“Uh panasnya siang ini,” keluhnya sambil masih berkaca di depan cermin, namun aku tak menghiraukannya. “Cuaca sepanas ini sih cocoknya disandingi es krim jumbo atau minuman lain yang menyegarkan. Di perempatan jalan itu ada sebuah kafe baru, kita coba mampir ke sana yuk, Vi. Sekaligus mampir ke Botani Square, bagimana?”
Kalau memang hipotesaku benar....
“Vi?” Alya memanggilku lagi, heran denganku yang tak menjawab ajakannya.
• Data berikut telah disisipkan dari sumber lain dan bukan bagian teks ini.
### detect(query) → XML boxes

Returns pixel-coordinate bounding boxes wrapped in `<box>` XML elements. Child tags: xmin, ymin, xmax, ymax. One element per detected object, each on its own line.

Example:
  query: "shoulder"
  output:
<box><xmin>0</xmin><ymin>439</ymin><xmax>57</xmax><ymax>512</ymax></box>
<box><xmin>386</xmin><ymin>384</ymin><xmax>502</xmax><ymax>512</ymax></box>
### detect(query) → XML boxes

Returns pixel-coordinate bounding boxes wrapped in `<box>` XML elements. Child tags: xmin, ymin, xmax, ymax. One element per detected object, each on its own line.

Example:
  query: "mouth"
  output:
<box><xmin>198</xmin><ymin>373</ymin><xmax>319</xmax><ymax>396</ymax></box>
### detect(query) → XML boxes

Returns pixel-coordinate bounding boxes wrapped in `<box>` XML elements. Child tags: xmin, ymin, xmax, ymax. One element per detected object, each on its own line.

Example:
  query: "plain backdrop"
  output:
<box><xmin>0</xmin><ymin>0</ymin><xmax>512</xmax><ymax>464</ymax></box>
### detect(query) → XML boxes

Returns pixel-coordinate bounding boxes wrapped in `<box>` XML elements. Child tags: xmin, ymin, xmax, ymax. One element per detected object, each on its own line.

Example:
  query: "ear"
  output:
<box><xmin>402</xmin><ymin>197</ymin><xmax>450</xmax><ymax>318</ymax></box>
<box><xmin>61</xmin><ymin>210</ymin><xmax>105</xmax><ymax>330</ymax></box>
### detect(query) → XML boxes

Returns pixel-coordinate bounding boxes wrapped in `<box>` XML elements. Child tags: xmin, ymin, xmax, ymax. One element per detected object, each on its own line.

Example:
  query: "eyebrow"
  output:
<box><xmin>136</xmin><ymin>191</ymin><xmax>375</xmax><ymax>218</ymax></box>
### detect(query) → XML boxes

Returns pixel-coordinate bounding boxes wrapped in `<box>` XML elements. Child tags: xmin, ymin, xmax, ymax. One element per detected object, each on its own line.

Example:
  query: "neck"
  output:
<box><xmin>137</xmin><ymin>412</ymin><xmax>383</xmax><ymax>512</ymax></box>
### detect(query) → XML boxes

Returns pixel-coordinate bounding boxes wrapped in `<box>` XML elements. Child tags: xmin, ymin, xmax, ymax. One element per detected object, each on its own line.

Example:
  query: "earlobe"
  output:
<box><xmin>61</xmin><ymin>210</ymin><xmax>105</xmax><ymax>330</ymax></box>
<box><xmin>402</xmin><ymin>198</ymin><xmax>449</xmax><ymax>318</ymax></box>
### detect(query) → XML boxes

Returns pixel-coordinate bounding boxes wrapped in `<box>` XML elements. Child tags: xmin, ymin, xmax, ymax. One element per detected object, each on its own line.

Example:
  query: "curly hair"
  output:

Ia menoleh padaku, meniliti pandangan mataku yang cemas namun tak bermakna, dan kosong ke arahnya. Ia diam, wajahnya datar dan tak terkejut, seolah mengerti aku memang seperti ini, atau seolah mengerti memang akan terjadi seperti ini. Garis datar bibirnya kini melengkung manis menjadi sebuah senyuman yang kukenal sebagai senyuman wanita cantik bagaikan jelmaan malaikat.
“Jangan khawatir, pasti kutaktir, Vi!”
Aaah.. misteri ini sangat mudah. Harusnya aku menyadari hal ini sejak awal. Aku teringat Alya waktu itu memang mengatakan, “Kotak ini pasti membawa keberuntungan”. Terlambat sekali menyadari bahwa kata magis itu bukan ditujukan untukku.